IRIS GARRELFS

Specified encounters

CD, Bip Hop

Seven explorations into the human voice, ranging from angelic singing to electronic noise and hitting at everything in between. “Specified encounters” is more than just an important document, it is also a musical work with depth and integrity, reaching down to the most basic urges and instincts without manipulating the listener. It is a spheric work that encompasses a lot of connections, connotations and associations, but it also stands on its own as beautiful music.

The unique speciality of the human voice and its effect on the (human) listener has to have its origin somewhere deep in anthropological reasons. Like animals being able to identify another animal of their own species. And so even though there are many records using a single source of sound as their basis (e.g. “Papercuts” by Jon Mueller and Jason Kahn) using the human voice has always remained a special thing to do. From Hildegard von Bingen’s metaphysical praise of creation to the exotic traditional songs of Shainko M. Namtchylak to that CD by Mike Patton on Tzadik and Björk’s “Medulla” (where Mike Patton also appears on), maybe the reason is that the human voice is the only instrument whose source comes from within the body. Next to being the prime source of communication for our species, the magic of the human voice, able to produce words, song or undecipherable noises (compare to the distinction of frequency-patterns into signal, tone and noise), is still a fascinating mystery. Accordingly, records diving into that mystery, are – even though usually hard to listen to – also of a lot of interest.

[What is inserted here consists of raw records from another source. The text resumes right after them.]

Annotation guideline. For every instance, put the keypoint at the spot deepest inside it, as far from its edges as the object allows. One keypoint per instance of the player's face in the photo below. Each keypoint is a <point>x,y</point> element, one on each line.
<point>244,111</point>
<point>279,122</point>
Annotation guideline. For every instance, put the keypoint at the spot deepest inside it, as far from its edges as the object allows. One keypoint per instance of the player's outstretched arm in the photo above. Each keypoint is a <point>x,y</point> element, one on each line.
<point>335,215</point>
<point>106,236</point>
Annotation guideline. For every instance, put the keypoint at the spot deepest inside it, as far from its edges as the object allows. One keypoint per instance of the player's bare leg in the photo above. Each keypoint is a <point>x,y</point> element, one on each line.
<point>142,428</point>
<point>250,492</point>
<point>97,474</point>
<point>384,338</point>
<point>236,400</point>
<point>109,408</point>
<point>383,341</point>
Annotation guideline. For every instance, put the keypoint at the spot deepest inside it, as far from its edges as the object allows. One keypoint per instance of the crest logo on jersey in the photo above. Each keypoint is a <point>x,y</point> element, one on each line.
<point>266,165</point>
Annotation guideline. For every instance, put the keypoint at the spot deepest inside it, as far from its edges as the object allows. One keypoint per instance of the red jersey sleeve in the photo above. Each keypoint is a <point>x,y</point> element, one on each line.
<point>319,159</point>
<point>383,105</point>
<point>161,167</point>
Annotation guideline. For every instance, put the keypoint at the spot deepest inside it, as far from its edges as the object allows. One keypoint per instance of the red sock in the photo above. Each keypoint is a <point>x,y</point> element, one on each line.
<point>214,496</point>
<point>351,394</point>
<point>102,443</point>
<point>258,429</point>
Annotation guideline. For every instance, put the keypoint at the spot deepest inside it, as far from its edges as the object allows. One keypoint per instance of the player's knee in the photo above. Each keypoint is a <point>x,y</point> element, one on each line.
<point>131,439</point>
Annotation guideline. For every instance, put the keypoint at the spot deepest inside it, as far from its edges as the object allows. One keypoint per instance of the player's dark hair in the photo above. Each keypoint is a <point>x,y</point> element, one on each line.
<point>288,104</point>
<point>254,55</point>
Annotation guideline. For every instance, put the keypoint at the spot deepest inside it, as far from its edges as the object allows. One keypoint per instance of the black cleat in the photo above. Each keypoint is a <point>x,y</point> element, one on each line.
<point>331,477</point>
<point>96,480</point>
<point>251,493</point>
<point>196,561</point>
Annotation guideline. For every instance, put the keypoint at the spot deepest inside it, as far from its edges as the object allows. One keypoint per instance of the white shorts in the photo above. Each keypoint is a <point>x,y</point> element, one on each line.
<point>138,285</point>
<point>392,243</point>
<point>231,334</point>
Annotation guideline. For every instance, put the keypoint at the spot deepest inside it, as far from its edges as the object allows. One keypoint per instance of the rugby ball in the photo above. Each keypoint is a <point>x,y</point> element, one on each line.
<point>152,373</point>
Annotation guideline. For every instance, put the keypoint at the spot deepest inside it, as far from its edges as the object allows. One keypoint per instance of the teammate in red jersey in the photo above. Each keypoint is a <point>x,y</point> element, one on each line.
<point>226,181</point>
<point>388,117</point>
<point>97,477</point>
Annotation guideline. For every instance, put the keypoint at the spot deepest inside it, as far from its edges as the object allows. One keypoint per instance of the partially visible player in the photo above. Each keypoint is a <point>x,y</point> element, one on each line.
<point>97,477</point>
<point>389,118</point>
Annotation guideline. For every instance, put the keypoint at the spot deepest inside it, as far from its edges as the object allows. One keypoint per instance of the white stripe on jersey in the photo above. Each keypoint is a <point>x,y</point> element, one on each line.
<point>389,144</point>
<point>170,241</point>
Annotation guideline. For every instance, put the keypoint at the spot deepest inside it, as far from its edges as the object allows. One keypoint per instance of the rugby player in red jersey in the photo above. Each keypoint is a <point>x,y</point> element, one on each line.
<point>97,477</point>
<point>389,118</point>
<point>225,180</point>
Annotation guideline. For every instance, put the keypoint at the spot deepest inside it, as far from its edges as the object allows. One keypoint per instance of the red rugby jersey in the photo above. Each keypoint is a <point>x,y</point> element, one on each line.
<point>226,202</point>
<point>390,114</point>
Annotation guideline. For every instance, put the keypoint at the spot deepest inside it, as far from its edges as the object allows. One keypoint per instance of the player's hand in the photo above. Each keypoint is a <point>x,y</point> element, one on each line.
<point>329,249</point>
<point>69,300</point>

“Specified Encounters” consists only of sounds made by Iris Garrelfs, but she goes another step forward by computer-processing her voice as far as she gets them. So some of the tracks on here contain shining, beautiful voices, others hacked up and distorted voice-bits like listening to someone having a fit while on LSD, to electronica noise like cuts and glitches, to noise. Taking the human voice the full round from song to noise and back again might be the biggest feat of Garrelfs on this record in a musicological sense. But obviously for her not the progression of music or the production of a compact conservation of her music is in the foreground, but the experience of exploring the sounds she is able to make, laying them over each other, multiplying and manipulating them into something new and bigger. The tracks on “specified encounters” are named “encounter 1”, “encounter 2”, “encounter 3”, and so on, marking special occasions or moments of unhindered workflow. They range from close to three minutes to an (for our modern times epic) 1 minutes. By the way, that really long tack has the angelic singing over looped vocals that span the bridge between Bingen and Björk in a single stride. 18 minutes are not really long for taking in about a century of music.

I can already see all the reviews either praising “specified encounters” for sounding like Björk or as writing it off as being “esoteric”, and both obviously being completely besides the point. Iris Garrelfs also does photografic work next to her wide occupations in music (from collaborations e.g. with Kaffe Matthews, Scanner, Freeform), and a little quicktime movie packed onto the CD tells a little about it.

This CD also marks a new era for Bip Hop records, long known for releasing beautiful yet also challenging electronic music, that was more interested in exploring the more concrete and technoogical aspects of music. From Novel 23’s architectural electronica to the hands-down effort of releasing a sound-software-gadget called “soundtoy” complete with examples of what could be done with it. But already the last releases by Bip Hop mainstays Tennis and Si-Cut.Db (obviously) and also the direction towards microsound (e.g. Shuttle358) have shown the rising interest in more human and organic sounds. And what could be more human and organic than the very first organ: the human voice?